NATC’s unique water mobility tests include:
- Fording to 60 inches with cross current
- Swim
- Bank transition
- Simulated ship launch and recovery
- Shallow and deep fording with fresh or salt water
- Natural river crossings
Fording Facilities
We have both natural and man-made fording facilities. A river running through the proving ground offers natural fording with several depths and riverbed types.
Our saltwater fording trough is a 14-foot-wide by x 100-foot-long concrete base trough with 10% ingress and egress slopes. The fording trough can be filled with various controlled salt solutions to seawater conditions and the height of the trough is sufficient to allow water depths up to 60 inches.
Amphibious Swim Facility
Our swim facility provides customers with an inland demonstration facility that physically represents vehicle/vessel and vehicle/shore interfaces in an operationally relevant environment to further the development of amphibious vehicles. The facility is designed to support engineering level analysis and design validation focused on the interfaces.

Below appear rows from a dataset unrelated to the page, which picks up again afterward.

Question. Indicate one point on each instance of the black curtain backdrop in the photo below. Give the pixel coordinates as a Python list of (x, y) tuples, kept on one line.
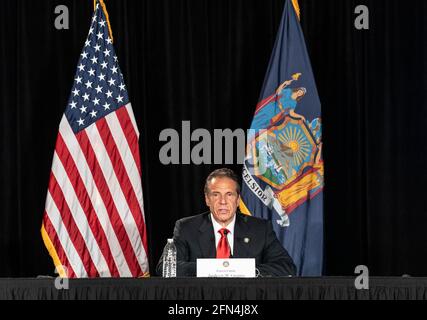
[(204, 61)]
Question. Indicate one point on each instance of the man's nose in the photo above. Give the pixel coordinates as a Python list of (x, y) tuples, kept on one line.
[(222, 199)]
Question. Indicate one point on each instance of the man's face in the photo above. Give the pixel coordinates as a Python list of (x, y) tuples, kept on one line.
[(222, 199)]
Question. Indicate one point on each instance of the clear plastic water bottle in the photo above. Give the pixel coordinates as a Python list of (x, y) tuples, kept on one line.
[(169, 260)]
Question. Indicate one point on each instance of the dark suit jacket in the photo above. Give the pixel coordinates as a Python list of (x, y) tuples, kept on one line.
[(194, 238)]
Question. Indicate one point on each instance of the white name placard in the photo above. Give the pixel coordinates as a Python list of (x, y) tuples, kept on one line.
[(226, 268)]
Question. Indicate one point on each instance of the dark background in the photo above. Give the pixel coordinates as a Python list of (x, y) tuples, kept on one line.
[(204, 61)]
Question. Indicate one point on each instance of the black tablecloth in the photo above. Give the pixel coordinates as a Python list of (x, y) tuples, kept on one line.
[(215, 289)]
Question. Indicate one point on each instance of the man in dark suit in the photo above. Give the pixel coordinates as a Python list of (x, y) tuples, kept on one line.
[(224, 233)]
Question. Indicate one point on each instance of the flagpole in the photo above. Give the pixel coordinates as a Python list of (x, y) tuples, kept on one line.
[(106, 16), (296, 7)]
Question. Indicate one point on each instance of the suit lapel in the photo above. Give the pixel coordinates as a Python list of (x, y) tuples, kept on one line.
[(241, 237), (207, 238)]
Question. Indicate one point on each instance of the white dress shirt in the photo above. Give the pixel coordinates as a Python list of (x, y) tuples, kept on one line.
[(230, 234)]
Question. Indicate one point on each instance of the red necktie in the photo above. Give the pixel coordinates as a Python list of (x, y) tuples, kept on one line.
[(223, 249)]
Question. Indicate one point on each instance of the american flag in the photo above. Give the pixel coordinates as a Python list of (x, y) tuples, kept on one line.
[(93, 224)]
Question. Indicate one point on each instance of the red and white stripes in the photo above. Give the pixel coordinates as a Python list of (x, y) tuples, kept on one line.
[(94, 213)]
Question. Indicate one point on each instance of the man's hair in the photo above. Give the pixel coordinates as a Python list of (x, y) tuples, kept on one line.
[(222, 173)]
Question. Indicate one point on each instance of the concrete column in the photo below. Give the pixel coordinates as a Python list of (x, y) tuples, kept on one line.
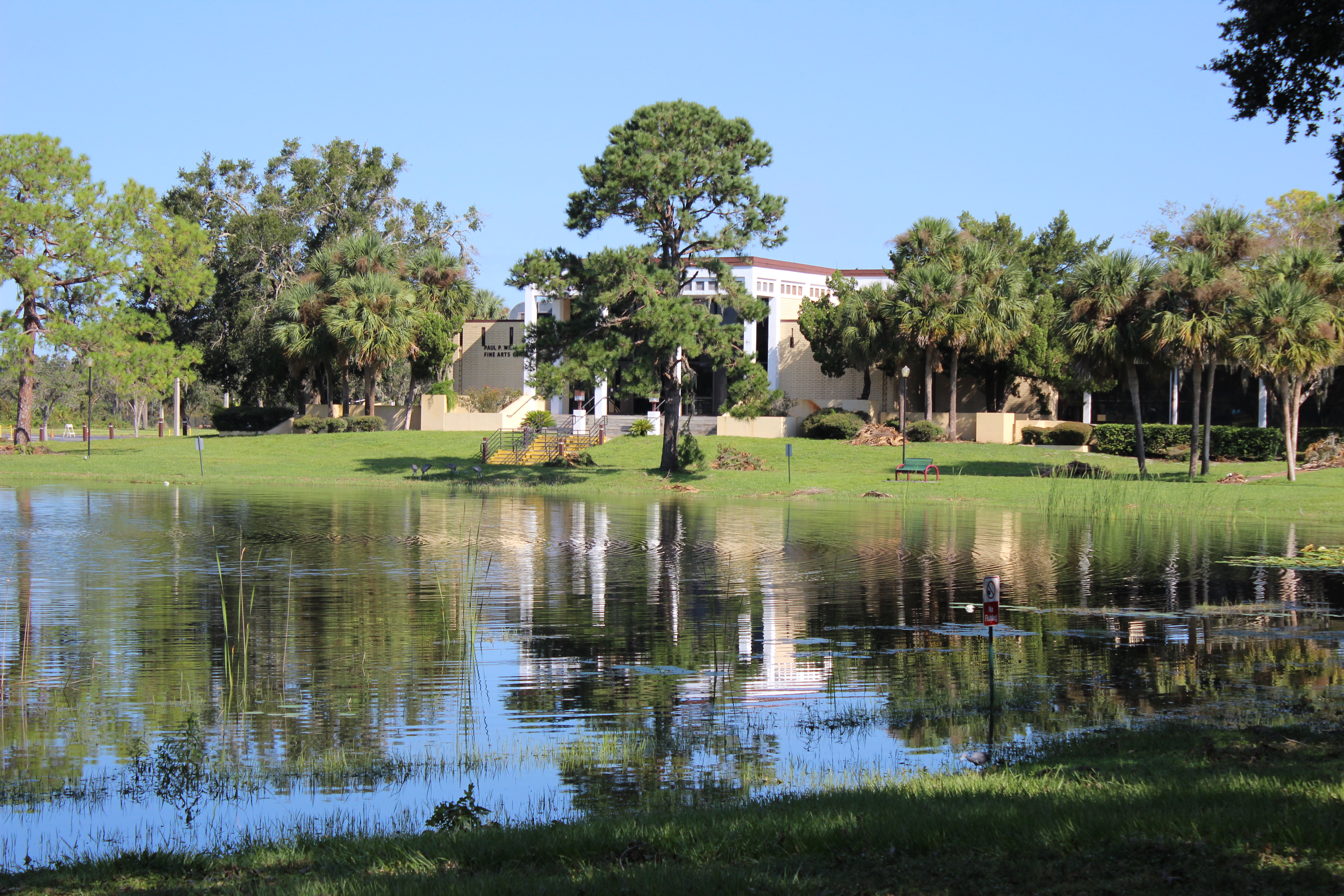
[(529, 320), (772, 358)]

This facility supplements our land test facilities that provide representative environments oriented on prototype and new platform development. It provides a controllable amphibious test environment for use in evaluating vehicle swim performance and lighterage interfaces early in the development process.
Facilities include:
- A modified powered floating causeway is used to represent ramp angles, heights, surfaces, and widths of varying vessel configurations including ramp configurations that are below the waterline, wet steel, and wood planking and the impact on ingress and egress The system can achieve more than 6 knots powered by twin 600 hp water jet drives.

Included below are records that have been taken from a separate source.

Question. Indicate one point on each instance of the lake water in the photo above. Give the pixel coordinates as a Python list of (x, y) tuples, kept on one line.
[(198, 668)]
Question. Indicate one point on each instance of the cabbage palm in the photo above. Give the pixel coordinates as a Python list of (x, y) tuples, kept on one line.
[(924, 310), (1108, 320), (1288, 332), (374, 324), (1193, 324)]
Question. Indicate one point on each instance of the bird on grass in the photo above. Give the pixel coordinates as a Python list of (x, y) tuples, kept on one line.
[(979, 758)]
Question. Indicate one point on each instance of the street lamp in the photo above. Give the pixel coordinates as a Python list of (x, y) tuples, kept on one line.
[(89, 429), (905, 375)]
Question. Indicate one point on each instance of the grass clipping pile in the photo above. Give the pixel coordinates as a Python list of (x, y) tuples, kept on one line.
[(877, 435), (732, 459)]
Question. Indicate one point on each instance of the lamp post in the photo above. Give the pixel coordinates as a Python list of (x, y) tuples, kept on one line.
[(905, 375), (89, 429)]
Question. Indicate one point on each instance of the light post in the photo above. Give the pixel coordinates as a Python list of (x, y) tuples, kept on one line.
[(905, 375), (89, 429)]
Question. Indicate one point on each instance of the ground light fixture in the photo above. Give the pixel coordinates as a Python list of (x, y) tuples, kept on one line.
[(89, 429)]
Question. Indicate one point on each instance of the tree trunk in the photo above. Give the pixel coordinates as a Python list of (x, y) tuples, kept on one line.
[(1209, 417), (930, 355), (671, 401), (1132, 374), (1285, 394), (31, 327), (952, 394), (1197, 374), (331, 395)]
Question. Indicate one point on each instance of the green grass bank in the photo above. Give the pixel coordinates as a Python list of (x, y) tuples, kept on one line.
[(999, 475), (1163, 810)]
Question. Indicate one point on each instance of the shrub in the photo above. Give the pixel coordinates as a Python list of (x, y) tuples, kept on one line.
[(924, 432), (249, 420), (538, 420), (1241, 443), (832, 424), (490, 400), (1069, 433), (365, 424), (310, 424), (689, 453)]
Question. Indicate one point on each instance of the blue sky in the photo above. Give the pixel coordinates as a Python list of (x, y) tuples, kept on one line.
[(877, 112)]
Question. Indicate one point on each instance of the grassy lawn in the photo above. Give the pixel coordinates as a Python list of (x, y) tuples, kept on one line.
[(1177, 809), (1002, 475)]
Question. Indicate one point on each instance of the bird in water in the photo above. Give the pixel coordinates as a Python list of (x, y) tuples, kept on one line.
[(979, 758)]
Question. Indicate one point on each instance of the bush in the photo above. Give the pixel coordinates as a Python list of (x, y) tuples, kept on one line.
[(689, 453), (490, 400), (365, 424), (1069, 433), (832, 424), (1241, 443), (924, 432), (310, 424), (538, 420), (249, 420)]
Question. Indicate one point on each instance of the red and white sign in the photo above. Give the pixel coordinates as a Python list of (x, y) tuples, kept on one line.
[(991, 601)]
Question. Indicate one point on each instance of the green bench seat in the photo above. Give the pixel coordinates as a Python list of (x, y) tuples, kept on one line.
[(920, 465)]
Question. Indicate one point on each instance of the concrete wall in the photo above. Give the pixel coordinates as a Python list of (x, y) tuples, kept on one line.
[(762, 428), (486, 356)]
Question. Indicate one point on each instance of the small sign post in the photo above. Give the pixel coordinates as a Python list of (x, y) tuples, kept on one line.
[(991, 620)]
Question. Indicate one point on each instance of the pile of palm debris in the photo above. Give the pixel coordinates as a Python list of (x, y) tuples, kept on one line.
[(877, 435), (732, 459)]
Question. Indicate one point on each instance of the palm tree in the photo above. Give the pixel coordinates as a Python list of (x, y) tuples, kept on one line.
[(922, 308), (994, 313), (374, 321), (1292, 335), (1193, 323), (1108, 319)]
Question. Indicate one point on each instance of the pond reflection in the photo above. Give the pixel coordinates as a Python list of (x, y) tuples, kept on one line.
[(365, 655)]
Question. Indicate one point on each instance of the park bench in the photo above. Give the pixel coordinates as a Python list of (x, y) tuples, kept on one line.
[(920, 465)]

- The 450’ x 450’ swim pond provides the controlled water body in which to evaluate vehicle swim characteristics before, during, and after the launch/recovery events.
- A set of beach gradients and materials provides shore transition zones in which to evaluate vehicle swim and mobility characteristics before, during, and after the beach transition events.

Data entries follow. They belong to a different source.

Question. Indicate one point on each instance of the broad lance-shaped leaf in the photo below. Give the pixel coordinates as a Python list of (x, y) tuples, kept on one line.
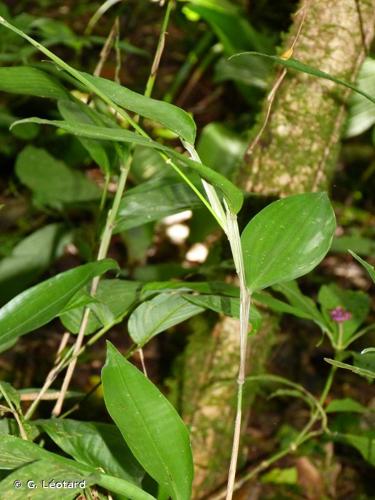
[(94, 443), (149, 424), (26, 80), (52, 182), (152, 200), (233, 195), (31, 461), (287, 239), (47, 471), (291, 63), (158, 314), (38, 305), (230, 306)]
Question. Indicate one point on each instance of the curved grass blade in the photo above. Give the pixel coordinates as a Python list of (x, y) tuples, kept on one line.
[(232, 193), (26, 80)]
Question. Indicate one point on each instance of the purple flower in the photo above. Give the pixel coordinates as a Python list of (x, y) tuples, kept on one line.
[(339, 314)]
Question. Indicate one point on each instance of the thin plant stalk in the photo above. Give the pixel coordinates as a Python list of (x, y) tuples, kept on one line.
[(102, 253), (305, 435), (112, 214), (159, 50)]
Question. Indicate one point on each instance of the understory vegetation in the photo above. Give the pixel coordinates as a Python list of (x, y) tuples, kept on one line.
[(187, 249)]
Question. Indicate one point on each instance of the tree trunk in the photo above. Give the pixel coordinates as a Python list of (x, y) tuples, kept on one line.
[(299, 147), (297, 152)]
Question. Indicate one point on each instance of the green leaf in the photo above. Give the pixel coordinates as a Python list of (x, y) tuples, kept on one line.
[(153, 200), (38, 305), (30, 258), (26, 80), (287, 239), (356, 303), (369, 268), (113, 300), (159, 314), (43, 473), (8, 391), (51, 181), (170, 116), (97, 444), (230, 306), (203, 287), (149, 424), (291, 63), (345, 405)]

- The facility design has been defined by operationally relevant conditions in the following areas:
- Definition of bank conditions (slope, soil, vegetation, and infrastructure) representing the most likely and most severe operational environment anticipated.
- Definition of sand bar and reef events with variable soil strength, clearance below the water line, transition from partially submerged to fully submerged, etc.
- Specifications and dimensions of applicable lighterage ramps and decks necessary for evaluating lighterage/vehicle interfaces.